Le Conseil de sécurité des Nations Unies a reçu ce vendredi un rapport alarmant sur la situation en République Démocratique du Congo. James Swan, représentant spécial du Secrétaire général, a lancé un appel solennel aux autorités congolaises et à l’ensemble des forces politiques pour trouver un terrain d’entente dans le cadre d’un dialogue national élargi.
L’urgence d’agir n’a jamais été aussi pressante : le pays traverse une période de tensions exacerbées par les débats constitutionnels et les récentes tensions autour de la Commission Épiscopale Nationale du Congo (CENCO). Le diplomate onusien a souligné l’importance cruciale de maintenir un espace public libre et sécurisé, permettant à chaque acteur de s’exprimer sans crainte de représailles.
Sur le plan institutionnel, James Swan a salué les avancées enregistrées dans la réforme du secteur de la sécurité, notamment la mise en place d’une commission dédiée. Il a également mis en avant la finalisation prochaine de la première politique nationale de sécurité du pays, un projet stratégique piloté directement par la présidence de la République.

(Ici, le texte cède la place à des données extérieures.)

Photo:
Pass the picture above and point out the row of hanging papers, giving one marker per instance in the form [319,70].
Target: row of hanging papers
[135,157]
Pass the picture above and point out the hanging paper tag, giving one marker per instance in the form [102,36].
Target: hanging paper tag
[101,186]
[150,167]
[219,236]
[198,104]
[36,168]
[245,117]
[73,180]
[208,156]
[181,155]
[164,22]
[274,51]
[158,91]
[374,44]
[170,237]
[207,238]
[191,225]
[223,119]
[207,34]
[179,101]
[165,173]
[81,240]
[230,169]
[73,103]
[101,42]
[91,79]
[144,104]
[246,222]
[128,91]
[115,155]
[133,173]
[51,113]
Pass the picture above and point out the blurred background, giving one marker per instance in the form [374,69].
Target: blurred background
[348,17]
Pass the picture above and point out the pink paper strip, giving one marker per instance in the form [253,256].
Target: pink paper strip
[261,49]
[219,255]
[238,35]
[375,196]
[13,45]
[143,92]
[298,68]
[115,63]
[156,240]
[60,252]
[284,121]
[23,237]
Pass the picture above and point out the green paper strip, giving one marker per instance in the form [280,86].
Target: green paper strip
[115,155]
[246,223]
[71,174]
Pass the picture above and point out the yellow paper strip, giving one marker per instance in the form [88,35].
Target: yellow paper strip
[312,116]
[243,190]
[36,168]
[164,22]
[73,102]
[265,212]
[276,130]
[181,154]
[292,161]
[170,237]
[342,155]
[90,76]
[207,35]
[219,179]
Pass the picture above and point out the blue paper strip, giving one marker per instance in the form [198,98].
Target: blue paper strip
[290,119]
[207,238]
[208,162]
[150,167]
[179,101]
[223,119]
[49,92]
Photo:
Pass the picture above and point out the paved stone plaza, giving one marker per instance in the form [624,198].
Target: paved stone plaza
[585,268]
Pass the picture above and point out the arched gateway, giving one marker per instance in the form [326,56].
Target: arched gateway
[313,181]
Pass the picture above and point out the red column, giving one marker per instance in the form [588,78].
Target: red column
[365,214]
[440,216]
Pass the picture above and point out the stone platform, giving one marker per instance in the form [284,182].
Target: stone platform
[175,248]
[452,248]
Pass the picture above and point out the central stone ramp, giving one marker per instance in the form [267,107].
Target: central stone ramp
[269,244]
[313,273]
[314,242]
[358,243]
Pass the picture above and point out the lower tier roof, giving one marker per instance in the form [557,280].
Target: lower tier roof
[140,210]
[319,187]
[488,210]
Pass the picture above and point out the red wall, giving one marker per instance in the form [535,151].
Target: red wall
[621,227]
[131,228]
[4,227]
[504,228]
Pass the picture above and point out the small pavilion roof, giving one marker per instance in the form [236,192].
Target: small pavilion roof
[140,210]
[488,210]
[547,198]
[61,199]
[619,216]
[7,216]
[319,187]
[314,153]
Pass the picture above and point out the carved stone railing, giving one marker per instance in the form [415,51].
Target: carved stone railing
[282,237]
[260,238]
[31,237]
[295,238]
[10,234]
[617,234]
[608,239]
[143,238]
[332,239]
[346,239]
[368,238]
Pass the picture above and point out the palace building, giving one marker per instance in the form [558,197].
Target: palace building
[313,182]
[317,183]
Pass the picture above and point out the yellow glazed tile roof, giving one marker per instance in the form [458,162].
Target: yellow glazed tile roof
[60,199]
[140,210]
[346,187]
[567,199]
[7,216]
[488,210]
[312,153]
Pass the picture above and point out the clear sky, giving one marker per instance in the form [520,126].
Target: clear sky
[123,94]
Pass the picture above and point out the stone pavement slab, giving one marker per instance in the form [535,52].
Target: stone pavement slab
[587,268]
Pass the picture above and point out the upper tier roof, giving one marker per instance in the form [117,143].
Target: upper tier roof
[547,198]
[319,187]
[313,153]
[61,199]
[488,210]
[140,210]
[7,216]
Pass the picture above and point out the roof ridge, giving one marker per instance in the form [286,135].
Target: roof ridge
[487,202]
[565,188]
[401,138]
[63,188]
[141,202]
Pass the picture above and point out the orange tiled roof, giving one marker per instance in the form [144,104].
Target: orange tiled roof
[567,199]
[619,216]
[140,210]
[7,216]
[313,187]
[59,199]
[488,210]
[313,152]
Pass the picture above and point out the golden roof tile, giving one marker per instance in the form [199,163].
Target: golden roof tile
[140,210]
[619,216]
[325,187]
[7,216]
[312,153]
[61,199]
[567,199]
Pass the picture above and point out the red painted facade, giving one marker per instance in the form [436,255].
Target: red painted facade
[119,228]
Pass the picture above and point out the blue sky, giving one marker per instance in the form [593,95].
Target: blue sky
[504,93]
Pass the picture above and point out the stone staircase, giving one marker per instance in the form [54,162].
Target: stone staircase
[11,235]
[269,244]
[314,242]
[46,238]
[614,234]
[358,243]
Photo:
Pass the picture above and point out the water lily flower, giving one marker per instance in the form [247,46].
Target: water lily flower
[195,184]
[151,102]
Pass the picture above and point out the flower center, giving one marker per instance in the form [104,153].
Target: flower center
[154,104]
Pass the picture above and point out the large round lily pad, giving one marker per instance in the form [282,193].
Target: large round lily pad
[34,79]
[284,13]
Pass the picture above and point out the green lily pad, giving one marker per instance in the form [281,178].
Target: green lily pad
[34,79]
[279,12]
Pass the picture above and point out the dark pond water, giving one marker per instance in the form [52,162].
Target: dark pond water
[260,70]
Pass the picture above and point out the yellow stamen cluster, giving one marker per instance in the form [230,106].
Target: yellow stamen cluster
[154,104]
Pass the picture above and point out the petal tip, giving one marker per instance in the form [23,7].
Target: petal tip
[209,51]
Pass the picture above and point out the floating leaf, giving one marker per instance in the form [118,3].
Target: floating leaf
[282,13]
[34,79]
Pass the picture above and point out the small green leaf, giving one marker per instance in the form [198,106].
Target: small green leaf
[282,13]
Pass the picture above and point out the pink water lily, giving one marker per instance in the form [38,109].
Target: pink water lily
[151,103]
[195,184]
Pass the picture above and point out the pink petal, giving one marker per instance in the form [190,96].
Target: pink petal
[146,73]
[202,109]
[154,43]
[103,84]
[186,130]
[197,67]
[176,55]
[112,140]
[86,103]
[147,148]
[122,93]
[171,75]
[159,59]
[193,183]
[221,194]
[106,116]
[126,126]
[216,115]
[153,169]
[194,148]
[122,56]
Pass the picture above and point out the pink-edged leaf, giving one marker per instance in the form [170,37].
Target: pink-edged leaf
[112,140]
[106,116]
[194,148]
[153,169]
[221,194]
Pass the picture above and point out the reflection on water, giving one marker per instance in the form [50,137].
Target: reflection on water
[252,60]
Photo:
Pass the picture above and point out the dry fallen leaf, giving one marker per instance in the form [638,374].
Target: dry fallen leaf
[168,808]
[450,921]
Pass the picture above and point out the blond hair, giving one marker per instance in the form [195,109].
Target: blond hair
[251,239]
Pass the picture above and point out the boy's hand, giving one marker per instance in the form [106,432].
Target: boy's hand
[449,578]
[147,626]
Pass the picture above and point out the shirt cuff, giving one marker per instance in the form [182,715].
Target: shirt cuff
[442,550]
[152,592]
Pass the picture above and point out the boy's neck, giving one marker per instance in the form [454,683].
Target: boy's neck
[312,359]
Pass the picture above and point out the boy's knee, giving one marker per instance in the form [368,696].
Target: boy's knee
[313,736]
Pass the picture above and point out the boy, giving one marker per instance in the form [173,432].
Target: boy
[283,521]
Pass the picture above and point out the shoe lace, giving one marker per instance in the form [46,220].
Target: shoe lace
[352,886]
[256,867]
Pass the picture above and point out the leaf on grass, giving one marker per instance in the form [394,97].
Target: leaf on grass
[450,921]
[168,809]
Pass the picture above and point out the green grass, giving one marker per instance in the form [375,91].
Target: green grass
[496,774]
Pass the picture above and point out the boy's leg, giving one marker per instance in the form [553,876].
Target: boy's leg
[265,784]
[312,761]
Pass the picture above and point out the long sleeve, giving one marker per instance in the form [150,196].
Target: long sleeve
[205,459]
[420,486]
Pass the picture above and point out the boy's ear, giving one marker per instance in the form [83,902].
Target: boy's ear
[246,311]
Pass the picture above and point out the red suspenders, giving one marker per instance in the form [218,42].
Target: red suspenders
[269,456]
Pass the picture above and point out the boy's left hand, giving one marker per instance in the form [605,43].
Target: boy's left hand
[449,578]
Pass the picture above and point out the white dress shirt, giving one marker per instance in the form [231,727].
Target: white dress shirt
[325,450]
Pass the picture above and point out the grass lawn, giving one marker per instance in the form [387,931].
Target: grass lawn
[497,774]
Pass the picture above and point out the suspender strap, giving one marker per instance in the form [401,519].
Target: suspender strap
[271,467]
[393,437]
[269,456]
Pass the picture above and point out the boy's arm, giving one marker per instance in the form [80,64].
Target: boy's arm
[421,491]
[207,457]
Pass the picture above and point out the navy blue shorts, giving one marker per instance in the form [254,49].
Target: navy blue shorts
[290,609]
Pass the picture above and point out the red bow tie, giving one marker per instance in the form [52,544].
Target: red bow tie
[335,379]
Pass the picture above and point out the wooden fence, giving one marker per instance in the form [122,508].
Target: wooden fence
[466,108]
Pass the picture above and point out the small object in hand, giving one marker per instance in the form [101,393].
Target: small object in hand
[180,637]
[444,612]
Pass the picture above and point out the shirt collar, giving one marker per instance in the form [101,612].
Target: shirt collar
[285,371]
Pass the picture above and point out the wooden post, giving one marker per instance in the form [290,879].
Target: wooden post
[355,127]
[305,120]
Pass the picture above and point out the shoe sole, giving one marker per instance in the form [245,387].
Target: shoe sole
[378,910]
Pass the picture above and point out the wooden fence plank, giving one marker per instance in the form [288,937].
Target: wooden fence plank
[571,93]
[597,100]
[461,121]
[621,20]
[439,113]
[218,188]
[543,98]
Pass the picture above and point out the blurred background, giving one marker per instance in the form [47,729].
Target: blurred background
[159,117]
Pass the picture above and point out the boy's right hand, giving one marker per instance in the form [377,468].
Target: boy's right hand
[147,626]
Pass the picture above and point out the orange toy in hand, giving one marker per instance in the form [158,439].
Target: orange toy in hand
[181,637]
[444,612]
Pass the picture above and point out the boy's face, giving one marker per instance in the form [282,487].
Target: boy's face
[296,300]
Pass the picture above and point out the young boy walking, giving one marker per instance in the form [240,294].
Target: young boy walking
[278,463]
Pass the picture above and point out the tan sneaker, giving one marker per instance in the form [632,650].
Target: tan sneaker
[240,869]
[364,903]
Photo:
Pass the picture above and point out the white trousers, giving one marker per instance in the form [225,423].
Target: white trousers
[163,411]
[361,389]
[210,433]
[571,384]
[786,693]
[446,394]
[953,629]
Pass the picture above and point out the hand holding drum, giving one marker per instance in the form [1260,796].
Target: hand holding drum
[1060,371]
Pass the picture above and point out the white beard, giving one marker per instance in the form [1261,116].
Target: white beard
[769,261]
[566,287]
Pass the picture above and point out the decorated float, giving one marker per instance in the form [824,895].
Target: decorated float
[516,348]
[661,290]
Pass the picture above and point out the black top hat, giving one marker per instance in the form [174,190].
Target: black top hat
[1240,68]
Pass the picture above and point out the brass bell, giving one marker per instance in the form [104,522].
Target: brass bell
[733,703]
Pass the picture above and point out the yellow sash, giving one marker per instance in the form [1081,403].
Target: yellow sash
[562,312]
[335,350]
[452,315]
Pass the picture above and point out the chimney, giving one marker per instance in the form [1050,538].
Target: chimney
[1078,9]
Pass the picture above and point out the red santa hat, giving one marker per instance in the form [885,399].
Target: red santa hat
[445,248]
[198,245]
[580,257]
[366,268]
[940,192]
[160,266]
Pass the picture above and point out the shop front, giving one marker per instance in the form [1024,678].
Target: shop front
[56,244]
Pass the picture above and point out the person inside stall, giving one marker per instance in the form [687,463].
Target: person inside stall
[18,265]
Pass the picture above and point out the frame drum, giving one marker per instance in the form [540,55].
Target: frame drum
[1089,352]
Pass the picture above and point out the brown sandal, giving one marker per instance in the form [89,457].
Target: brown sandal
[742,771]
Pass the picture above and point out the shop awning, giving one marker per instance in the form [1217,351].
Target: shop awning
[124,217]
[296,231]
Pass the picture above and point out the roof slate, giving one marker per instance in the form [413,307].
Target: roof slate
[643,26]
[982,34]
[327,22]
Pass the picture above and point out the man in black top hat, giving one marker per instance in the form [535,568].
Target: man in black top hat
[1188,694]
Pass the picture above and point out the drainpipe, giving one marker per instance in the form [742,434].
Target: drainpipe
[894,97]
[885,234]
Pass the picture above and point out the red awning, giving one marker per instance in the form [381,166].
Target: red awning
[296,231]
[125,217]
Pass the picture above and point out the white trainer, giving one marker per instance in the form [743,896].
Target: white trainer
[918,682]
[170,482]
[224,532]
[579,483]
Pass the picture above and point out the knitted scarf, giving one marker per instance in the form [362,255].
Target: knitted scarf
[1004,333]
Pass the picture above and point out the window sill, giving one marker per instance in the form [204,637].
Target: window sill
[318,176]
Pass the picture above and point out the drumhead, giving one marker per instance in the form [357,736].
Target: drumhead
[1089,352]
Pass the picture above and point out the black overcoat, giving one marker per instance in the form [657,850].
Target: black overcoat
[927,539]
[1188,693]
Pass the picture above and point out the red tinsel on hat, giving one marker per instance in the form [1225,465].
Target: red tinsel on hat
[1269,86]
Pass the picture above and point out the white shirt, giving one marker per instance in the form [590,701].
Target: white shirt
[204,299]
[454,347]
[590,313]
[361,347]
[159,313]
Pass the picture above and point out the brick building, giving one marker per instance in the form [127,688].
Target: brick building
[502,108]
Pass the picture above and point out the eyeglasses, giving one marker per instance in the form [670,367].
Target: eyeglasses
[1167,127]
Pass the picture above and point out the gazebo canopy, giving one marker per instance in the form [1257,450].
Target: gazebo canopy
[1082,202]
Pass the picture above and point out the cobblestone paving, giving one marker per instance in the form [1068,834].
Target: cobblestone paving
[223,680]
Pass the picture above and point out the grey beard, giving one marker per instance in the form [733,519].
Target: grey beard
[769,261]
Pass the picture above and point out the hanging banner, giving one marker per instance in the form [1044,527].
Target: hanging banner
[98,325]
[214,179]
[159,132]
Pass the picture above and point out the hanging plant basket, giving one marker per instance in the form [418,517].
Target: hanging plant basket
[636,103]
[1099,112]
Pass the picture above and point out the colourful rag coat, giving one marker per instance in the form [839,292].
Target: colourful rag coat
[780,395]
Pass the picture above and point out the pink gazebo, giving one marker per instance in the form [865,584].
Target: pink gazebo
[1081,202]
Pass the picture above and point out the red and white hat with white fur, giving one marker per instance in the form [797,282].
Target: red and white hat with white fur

Un contexte politique et social sous haute tension
Les récents événements à Kinshasa, où des manifestants ont encerclé le siège de la CENCO, illustrent parfaitement l’ampleur des divisions qui traversent actuellement la société congolaise. Ces tensions surviennent dans un contexte où les discussions sur une éventuelle révision constitutionnelle alimentent les divisions politiques.
Face à cette situation complexe, l’ONU appelle à une mobilisation collective pour éviter une escalade de la violence. La protection des droits fondamentaux, particulièrement la liberté d’expression et de réunion, constitue selon l’organisation internationale un pilier indispensable à toute transition pacifique.
Les priorités identifiées par la communauté internationale
Parmi les mesures urgentes réclamées par la MONUSCO, on note :
- L’organisation d’un dialogue inclusif réunissant toutes les sensibilités politiques
- Le renforcement des mécanismes de protection des droits de l’homme
- L’accélération des réformes institutionnelles pour restaurer la confiance dans les institutions étatiques
- Le respect strict des engagements pris dans le cadre des accords de paix régionaux
Ces recommandations s’inscrivent dans une volonté de stabilisation à long terme de la région des Grands Lacs, où la RDC joue un rôle central.